La Dauphine Blanc 2019,

75 % Sauvignon – 25 % Sémillon – Vendanges manuelles, pressurage pneumatique, élevage 1/2 cuves inox et 1/2 en barrique de chêne. Prix 25€ la bouteille.

Château de la Dauphine vous accueille 7/7 en 2020

Château de la Dauphine, AOP Fronsac

📪 : Rue Poitevine, 33 126 Fronsac.

🏰 ☎️ 🏰 : visite sur RDV – 05 57 74 06 61

🍷🍇 🍷 53 hectares de vigne. 50 hectares pour le rouge, 2 ha en rosé et 0,8 en blanc.
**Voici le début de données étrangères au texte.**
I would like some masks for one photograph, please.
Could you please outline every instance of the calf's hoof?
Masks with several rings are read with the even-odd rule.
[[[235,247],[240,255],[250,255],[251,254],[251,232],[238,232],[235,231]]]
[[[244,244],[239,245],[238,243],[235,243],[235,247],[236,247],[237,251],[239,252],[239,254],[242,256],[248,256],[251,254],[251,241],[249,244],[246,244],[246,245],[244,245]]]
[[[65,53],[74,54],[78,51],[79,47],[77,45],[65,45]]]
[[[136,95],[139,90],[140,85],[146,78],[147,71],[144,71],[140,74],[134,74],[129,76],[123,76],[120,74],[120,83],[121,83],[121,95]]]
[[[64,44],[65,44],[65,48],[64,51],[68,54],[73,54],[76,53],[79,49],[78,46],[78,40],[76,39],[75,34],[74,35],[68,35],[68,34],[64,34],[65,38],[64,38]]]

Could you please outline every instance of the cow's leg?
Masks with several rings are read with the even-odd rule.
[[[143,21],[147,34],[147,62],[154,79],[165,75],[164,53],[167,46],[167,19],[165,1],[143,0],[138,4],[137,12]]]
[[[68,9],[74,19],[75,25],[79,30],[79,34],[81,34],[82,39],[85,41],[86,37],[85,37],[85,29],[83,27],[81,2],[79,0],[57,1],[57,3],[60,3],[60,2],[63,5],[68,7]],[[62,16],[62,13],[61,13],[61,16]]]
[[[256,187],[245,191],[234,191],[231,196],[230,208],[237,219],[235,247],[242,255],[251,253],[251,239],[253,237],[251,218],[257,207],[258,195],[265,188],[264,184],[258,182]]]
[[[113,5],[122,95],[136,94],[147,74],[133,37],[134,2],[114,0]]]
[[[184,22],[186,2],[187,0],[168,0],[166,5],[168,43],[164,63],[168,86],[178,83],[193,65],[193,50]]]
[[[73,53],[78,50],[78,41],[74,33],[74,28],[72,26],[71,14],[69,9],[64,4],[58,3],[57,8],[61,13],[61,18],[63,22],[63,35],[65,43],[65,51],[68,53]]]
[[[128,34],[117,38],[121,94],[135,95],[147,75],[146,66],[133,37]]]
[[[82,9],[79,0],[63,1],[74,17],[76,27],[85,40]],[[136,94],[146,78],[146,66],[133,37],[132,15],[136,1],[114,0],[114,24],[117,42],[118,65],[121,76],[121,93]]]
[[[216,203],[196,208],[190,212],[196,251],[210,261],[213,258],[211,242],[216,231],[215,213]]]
🍇 👩🏻‍🌾 🌿 certifié AB en 2015


Château Fourcas Hosten, le Blanc 2019

Le 2019 est le sixième millésime en Blanc chez Fourcas Hosten. Le vin a trouvé son équilibre. Raffiné, subtil mais avec une belle personnalité, le 2019 nous séduit par sa longueur en bouche. et pour avoir eu la chance de déguster les millésimes antérieurs, je dirai que ce Bordeaux a suffisamment de caractère pour bien vieillir.

Château Fourcas Hosten, AOC Listrac Médoc

📪 : 5 rue Odile Redon, 33480 Listrac Médoc

🏰 ☎️ 🏰 : visite sur RDV – 05 56 58 01 15

🍷🍇 🍷 5O hectares de vigne. 40 hectares en production pour le rouge, 2,2 ha en blanc.

🍇 👩🏻‍🌾 🌿 certifié AB en 2020 pour le blanc, 2021 pour le rouge


Le Blanc de Palmer, une cuvée secrète

Emblématique figure de Margaux, le Château Palmer s’est lancé dans une production confidentielle de Blanc. La découverte en cave de deux bouteilles datées de 1925 a donné l’envie de renouer avec une tradition du Médoc. Dans le passé, les domaines travaillaient souvent une parcelle en Blanc pour leur consommation personnelle.

Quand Thomas Duroux se transforme en Scherlock Holmes de l’ampélographie.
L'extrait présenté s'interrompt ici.